Woerner then moved quietly into his post-football life. Though he had numerous offers to coach on the college and pro and even high school level, he chose instead to settle into a blissful life of routine with his longtime sweetheart and wife Marianne as an elementary and middle-school physical education teacher.

Scott Woerner took Manhattan by storm when he was inducted into the College Football Hall of Fame last year. (Special to DawgNation)/Dawgnation)

“When you’re involved in (football) at a high level and you see it all, the pressure, the stress and everything that goes along with, I’d been in it long enough,” Woerner said. “I had traveled enough and flown on enough airplanes. I really wanted just to calm down and get into a routine that let me stay at home. It was nice.”

Woerner coached middle school ball for a few years and called it the most fun he’d ever had in the game besides that whimsical season of 1980 at Georgia.
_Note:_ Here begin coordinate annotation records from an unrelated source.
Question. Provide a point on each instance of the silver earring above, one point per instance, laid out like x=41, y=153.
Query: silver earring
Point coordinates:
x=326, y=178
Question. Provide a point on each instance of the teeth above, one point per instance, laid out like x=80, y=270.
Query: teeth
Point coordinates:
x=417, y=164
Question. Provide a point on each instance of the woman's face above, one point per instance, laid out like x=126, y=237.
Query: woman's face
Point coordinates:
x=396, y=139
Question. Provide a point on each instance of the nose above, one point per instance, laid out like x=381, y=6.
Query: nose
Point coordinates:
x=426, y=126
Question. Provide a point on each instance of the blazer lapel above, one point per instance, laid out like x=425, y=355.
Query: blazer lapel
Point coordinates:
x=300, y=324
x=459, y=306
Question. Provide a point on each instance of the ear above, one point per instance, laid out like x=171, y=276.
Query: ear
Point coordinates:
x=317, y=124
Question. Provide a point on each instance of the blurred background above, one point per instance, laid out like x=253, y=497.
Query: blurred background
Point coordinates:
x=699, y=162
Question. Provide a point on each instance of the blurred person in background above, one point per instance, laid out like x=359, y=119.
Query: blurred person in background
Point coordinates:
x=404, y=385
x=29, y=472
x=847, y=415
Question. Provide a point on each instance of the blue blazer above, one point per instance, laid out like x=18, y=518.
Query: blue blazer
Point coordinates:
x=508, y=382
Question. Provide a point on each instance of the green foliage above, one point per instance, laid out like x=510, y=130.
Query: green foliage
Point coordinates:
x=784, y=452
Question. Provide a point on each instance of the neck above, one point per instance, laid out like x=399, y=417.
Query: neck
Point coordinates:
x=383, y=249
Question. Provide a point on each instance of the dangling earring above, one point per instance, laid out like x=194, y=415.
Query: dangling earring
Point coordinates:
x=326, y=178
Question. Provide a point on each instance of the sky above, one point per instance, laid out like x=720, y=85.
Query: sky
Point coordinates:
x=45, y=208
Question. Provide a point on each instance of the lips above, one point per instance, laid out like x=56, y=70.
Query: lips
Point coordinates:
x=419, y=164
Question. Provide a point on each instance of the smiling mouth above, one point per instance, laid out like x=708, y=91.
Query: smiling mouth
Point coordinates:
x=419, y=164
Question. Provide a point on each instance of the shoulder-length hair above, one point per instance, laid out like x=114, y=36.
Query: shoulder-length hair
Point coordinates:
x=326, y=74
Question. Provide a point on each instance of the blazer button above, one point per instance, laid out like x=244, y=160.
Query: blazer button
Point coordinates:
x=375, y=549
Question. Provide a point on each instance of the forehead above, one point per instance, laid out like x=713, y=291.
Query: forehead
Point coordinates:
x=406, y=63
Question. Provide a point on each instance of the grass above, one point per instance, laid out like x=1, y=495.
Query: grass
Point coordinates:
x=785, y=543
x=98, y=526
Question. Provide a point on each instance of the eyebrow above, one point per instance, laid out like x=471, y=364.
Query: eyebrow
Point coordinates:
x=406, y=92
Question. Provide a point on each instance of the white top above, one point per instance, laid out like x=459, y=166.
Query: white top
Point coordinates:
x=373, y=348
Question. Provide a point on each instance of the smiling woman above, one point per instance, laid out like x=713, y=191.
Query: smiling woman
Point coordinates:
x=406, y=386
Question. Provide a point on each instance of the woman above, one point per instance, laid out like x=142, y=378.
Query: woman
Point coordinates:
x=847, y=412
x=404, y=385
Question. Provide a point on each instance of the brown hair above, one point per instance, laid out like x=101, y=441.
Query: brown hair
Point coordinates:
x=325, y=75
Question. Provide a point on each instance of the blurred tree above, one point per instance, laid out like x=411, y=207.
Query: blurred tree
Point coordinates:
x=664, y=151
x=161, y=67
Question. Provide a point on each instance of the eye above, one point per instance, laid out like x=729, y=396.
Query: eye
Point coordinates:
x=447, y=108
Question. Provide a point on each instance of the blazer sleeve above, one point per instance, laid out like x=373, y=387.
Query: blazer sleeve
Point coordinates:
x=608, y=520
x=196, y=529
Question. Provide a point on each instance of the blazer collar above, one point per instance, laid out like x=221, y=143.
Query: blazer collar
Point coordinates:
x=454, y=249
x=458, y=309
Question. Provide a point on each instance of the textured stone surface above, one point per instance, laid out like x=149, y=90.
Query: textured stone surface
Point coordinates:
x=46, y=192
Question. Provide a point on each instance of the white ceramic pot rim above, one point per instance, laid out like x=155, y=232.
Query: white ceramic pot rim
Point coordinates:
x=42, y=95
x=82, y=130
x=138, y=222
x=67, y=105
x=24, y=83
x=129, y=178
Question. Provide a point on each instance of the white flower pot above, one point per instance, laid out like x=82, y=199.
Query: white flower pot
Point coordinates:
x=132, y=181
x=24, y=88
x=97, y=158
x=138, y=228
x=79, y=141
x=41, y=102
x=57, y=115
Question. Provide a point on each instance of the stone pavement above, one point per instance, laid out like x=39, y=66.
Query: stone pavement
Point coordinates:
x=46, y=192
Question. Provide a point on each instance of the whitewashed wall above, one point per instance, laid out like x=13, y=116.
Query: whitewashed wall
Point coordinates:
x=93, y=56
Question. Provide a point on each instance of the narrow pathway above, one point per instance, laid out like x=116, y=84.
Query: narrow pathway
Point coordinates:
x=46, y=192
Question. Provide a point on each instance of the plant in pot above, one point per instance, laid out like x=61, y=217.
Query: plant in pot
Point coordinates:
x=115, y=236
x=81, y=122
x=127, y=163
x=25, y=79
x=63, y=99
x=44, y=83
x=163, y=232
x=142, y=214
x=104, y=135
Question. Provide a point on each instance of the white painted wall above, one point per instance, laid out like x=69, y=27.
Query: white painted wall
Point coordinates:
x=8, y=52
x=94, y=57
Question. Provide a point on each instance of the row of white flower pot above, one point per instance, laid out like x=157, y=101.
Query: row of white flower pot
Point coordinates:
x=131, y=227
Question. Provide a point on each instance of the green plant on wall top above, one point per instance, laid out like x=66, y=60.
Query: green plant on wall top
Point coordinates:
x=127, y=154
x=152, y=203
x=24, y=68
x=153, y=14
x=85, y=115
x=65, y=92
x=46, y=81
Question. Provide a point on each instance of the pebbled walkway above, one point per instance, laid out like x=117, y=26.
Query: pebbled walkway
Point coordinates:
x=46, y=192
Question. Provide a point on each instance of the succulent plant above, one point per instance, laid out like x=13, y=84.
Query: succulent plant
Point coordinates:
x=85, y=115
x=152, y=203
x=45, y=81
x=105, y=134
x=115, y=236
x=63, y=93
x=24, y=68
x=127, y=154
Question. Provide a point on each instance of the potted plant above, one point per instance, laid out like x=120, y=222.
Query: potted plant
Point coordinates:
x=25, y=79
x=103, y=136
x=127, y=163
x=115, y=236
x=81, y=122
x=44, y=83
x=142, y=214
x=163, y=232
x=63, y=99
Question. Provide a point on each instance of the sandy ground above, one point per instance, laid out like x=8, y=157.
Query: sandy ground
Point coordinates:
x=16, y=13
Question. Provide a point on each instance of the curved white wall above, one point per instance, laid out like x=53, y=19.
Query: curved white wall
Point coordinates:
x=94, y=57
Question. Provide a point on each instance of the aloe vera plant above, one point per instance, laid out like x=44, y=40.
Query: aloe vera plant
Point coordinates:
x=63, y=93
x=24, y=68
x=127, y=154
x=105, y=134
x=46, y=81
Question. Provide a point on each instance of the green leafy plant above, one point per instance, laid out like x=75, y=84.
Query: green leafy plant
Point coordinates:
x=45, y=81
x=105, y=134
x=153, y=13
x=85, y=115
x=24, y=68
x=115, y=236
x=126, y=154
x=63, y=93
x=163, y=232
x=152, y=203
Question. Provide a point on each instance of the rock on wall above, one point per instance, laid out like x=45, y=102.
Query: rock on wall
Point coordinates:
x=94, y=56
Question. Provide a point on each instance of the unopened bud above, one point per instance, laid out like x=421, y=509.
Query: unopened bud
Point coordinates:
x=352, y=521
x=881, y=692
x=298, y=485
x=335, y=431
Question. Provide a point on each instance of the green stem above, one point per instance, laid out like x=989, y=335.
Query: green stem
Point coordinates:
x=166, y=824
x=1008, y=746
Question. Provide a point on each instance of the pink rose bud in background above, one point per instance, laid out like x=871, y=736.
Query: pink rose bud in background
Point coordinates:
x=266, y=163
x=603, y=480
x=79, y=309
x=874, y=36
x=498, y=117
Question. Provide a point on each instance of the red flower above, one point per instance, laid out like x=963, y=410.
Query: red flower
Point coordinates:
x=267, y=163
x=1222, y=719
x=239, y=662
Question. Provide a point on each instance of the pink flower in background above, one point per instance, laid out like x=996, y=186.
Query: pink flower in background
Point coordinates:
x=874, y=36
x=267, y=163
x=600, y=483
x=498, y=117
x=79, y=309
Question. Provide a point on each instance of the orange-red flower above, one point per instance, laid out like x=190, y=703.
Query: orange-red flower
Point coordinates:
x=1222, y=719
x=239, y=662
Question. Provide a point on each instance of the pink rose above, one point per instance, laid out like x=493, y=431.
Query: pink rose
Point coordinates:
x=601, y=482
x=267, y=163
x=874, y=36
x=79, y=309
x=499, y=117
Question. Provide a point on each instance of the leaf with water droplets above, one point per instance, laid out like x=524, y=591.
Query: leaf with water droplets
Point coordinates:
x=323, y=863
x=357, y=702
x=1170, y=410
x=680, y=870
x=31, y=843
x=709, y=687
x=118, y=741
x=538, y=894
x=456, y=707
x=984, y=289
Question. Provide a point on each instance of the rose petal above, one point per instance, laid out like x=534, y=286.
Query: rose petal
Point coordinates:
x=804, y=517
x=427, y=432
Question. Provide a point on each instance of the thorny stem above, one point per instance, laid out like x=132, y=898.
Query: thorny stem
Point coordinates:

He retired from teaching after 27 years just last year, and then only because obligations as a Hall of Fame inductee and a serious illness with his sister would take him away from work too much. He hasn’t returned and figures he probably won’t now.

Last year was a whirlwind and Woerner’s still catching his breath from it. It ended in December with his official induction into the Collegiate Football Hall of Fame during ceremonies at the swank Waldorf Astoria in downtown New York City. All his 1980’s buddies attended the black-tie affair.

And, of course, Dooley, a member himself, was there, too. It’s for that man that Woerner probably has the most affinity of anyone he met in football.

Woerner knows that he wouldn’t be in the Hall today had he not been on Georgia’s 1980 national championship and if Dooley hadn’t put his arm around him 40 years ago and walked him down that slope to the defensive field below.

“It changed my life, changed my career and is probably the biggest reason I was an All-American and ended up in the Hall of Fame, that move from offense to defense,” Woerner said. “I probably would have never had that chance had I stayed on the offensive side of the ball.”

Turns out Coach Dooley probably knew what he was doing. And Scott Woerner, too.